25 Ağustos 2010

Gamper Anısına...



Camp Nou'da konuk Ronaldinho'nun AC Milan'ıydı, turnuva için. Barça sahaya;

Pinto, Adriano, Puyol, Milito, Abidal, Jonathan, Maxwell, Iniesta, Jeffren, Villa, Ibra

şeklinde çıkıyordu. Adriano, sezon boyu sık sık deneneceği sağ bek bölgesinde, Jonathan Dos Santos dörtlü savunmanın hemen önünde, Maxwell orta saha üçlüsünün sol içinde, Jeffren sağ forvet, Villa sol forvet ve Ibra santrfor olarak görev dağılımı yapılıyordu.

Adriano, her iki bek bölgesinde de oynayabilen, her iki ayağını kullanabilen, hızlı ve tipik bir Brezilyalı kenar oyuncusu. En önemli ve katkı sağlayacağı özelliğiyse çok iyi orta kesmesi yerden ve havadan. İlk yarı Ibra, Cruyff'un 74'te Real Madrid'i Santiago Bernabeu'de 5 - 0 yendikleri maçta attığı golün benzerini ağlara gönderdi ve golün pasını Adriano vermişti ancak ofsayt sebebiyle geçerlilik kazanmadı fantastik Ibra vuruşu.

Ibrahimovic'de gelişme var ilk zamanlarına göre. Topu ayağında tutmuyor, sürekli pas arıyor, kısa, yerden ve sert paslarla oynuyor, kanada açılıyor Villa'yla değişmeli olarak. Eğer kalırsa bu sezon çok fayda sağlayacak gibi.

Villa sol forvette de, merkezde de çok başarılı bir isim. Bir kere seri, Eto'o gibi ve bu uyum anlamına geliyor Barça için. Hızlı pas yapıyor ve arkaya sarkmayı düşünüyor. Çok fazla kanada hapsolmazsa -ki o zaman da pozisyon hazırlıyor- 30 golün üzerinde sezonu bitirecektir.

Jonathan, ikinci yarı oyuna giren Thiago, merkez savunmacı Fontas müthiş potansiyeli olan isimler, her hareketleriyle belli ediyorlar kendilerini. Tek şüphem Jeffren'den.

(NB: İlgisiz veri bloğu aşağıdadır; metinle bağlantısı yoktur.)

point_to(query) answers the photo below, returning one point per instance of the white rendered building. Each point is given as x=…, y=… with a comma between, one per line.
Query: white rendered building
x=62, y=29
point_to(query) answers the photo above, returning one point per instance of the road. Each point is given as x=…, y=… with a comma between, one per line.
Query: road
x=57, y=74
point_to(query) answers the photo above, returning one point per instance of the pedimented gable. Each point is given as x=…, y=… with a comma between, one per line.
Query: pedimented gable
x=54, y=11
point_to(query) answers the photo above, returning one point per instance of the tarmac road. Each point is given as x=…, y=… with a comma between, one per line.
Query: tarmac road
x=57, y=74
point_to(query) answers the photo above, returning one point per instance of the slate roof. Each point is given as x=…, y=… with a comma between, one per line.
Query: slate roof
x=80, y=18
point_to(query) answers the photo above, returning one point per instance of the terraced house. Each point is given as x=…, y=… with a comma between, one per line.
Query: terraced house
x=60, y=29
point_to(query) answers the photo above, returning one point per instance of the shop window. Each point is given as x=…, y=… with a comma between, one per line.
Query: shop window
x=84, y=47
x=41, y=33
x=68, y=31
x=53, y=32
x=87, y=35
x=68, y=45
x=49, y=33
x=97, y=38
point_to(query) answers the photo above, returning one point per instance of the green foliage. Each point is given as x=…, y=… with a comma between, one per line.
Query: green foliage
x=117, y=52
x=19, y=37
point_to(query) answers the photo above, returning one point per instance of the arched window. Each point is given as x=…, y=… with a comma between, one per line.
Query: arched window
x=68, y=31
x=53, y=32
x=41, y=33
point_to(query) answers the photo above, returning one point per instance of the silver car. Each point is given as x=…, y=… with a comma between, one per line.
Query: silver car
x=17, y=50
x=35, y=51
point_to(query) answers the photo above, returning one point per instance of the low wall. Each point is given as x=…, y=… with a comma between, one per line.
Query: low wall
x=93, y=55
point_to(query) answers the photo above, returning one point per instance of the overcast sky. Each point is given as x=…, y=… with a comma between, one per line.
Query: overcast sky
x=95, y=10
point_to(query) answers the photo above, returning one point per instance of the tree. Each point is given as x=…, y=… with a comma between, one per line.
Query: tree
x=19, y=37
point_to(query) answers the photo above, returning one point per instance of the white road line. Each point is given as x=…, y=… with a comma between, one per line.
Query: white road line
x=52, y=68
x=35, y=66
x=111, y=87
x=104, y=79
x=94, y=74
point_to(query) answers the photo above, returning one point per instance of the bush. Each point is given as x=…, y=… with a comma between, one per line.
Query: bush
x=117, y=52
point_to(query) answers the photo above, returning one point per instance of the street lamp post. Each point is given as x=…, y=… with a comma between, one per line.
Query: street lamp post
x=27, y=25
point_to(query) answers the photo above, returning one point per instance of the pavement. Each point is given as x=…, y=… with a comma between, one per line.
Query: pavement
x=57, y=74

Çok seri bir oyuncu olmasına karşın ayakları birbirine dolaşabiliyor.

Maxwell takımın her yerde oynayabilen adamı. Bugün de orta sahadaydı ve hiç sırıtmadı. Ibra transferindeki zarar açığını da kapatıyor şüphesiz, en az 15 milyon Euro'dan başlar bonservisi.

60. dakikadan sonra Sergio, Pique, Messi, Bojan, Keita gibi isimlerle oyuna ciddi bir ağırlık koysa da Barça, veteran Inzaghi'nin Japon anime filminden çıkmış gibi duran vuruşuna engel olamadı, kalan sürede oyunu ceza sahasına yıksa da kaleci Roma'yı bir türlü geçemediler ve penaltılar sonucu kupaya erişebildiler.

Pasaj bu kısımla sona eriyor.